Reeves honed her craft and, beginning in the late ’80s— when the San Diego writing scene was little more than a few here-and-there coffeehouse readings—began to build what would become a successful career teaching and leading workshops. She’s dedicated the last 25 years of her life to forming a cohesive, thriving literary arts community in this sunny place where beach reads rule and Stephanie Meyer’s book sales obliterate those of Margaret Atwood.
Never disheartened, Reeves’ efforts have resulted in a burgeoning literary scene. While San Diego isn’t Los Angeles, it is now home to three major writing conferences, numerous collaborations and frequent open-mic events happening all over the city (even the Ocean Beach nightclub Winstons hosts a weekly gig, aptly titled Drunk Poets Society).

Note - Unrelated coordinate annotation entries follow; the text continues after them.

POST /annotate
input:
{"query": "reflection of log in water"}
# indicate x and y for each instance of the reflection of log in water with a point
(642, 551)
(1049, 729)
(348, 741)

In 1993, Reeves co-founded the Writing Center, an organization that had a five-year lifespan and was home to the Brown Bag Writing Group. She began teaching at UCSD Extension in 2000 and, later, after two-and-a-half years spent writing in Barcelona, she came home and co-founded San Diego Writer’s Ink (SDWI).
Reeves resigned as executive director this past summer, but she still teaches there and is committed to its continued growth.
“I think we’re doing such a swell job of holding classes and teaching,” she says. “But I want literature to be more of a fabric of the community. I’d like to have a major reading series, a cultural event like the [now-defunct] Quincy Troupe reading series. And SDWI loves collaborations—with dance, museums, theater. I’d love to see a mentor series in the future and offer scholarships. We have a tiny, tiny, tiny little budget. But it would be great to have more collaboration and more visibility.”
Visibility is something Reeves got this past summer when Mayor Jerry Sanders recognized her longstanding contributions to the literary arts community and designated July 24 as Judy Reeves Day.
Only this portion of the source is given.